The very principles at the basis of yoga are commitment, discipline, laying flat one's ego, and respect (among others). However, the very way this "service" is constructed is based on the opposite: not committing, multiplying experiences, wallowing in the society of hyperchoice, being invited to give your opinion on subjects you do not master, having many rights but almost no duties. ClassPass produces small capricious and robotic consumers, hidden behind their screens, eternally dissatisfied and seeking more profit at lower cost.
To put it another way: yoga is like undergoing psychoanalysis, dancing, playing the violin ... it has a cost, both financial and personal. If you are not ready to make these investments, choose something else. This is not to say that yoga should remain unaffordable but this is another topic / another article. Furthermore, let's not be naive: these platforms are not philanthropists committed to fighting against precarity. So using them while hiding behind a pseudo activism of democratizing yoga is perfectly off-topic.

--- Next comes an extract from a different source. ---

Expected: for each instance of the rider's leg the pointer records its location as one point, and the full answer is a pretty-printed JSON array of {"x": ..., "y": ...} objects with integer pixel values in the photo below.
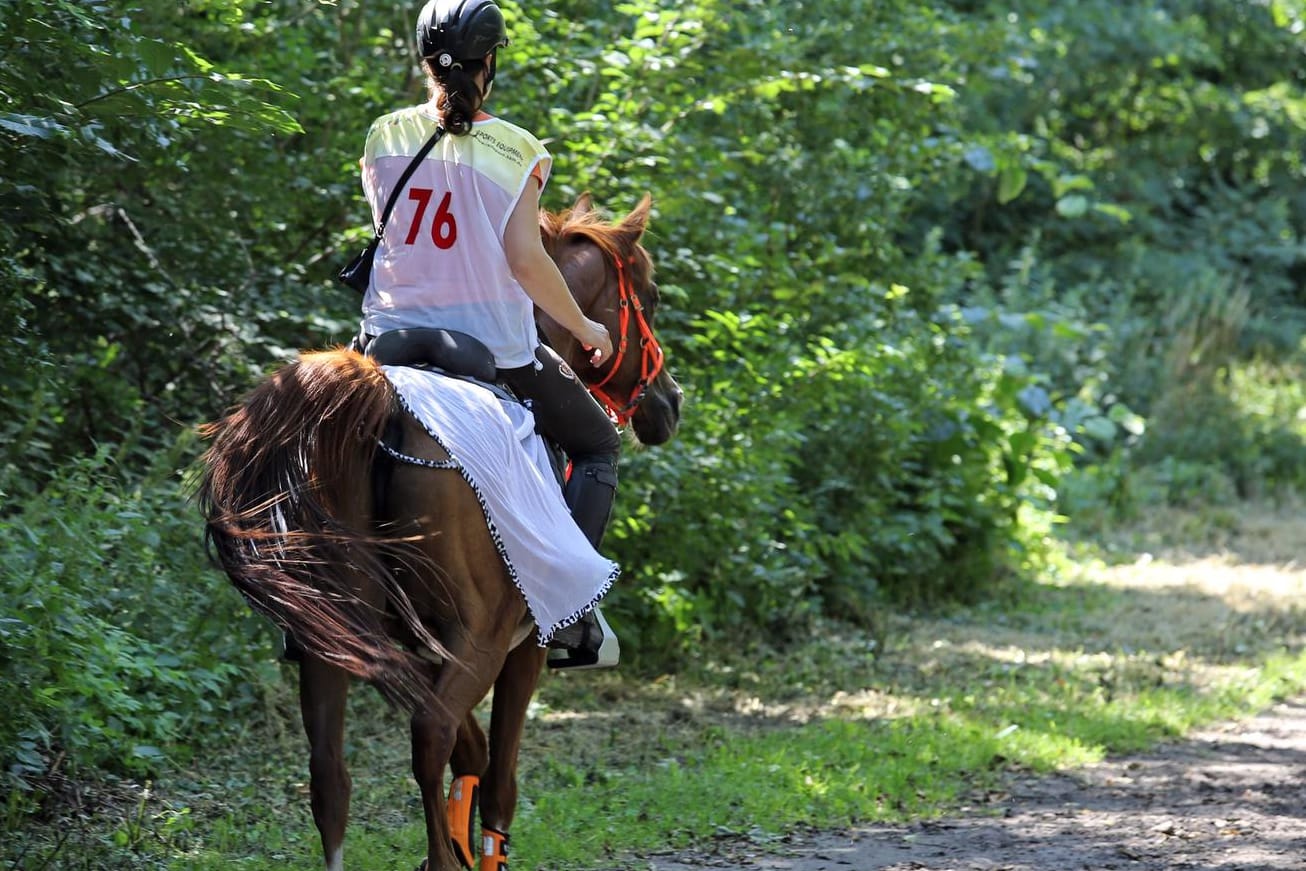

Exiting the Dead End: Exiting ClassPass
So what to do? Well, like Amazon, Uber, Deliveroo, or even Tinder ... Avoid it as much as possible. And the good news is that it is entirely possible. Many studios continue to function very well without ClassPass and are fully booked because they have managed to develop their clientele over time or thanks to their networks and a lot of effort (it takes time!). A note to certain studios in passing: getting into the yoga business requires a marketing investment and/or an effort to retain its clientele. Relying solely on booking platforms without personally investing in the development of one's business is in no way sustainable and will be doomed to failure in the short or medium term anyway.
As a student, it seems to me that commitment to any practice cannot go through a platform that, incidentally, limits the number of registrations for the same course per month. Indeed, no one would think of undergoing psychoanalysis by changing psychologists every other month, learning music by attending a saxophone lesson one day, then a harp lesson, and finally a piano lesson hoping to acquire knowledge. Or take a cooking class in their life thinking to remember everything and become a chef, or finally gain grace and rhythm by attending a ballet class, then hip hop, and finally flamenco. Only to then complain that the "services" offered are not up to our lack of time and commitment. This makes no sense.
As for me, I decided to see how the "situation" evolves by the end of the year. I indeed work with some studios that use ClassPass and my relationship with this type of clientele has deteriorated a lot. I indeed refuse to be a product at the mercy of everyone's whim, to transform myself into a saleswoman from Le Bon Marché who must prostrate herself in front of the demands of sometimes frankly disrespectful individuals, under penalty of receiving negative comments because I did not take enough care of these spoiled children who want everything without giving anything and come to my classes as if they were turning on Netflix. I also think that this system is perverse for young teachers who are terrified of the idea of getting fired because they don't have enough good comments under their profile. This tends to gradually depersonalize their teaching, making them "neutral", consumable by everyone, and therefore a bit bland and commercial. In short, bland and interchangeable replicas of themselves like robots on screens. If this is the future of yoga, it will be without me (and without regrets).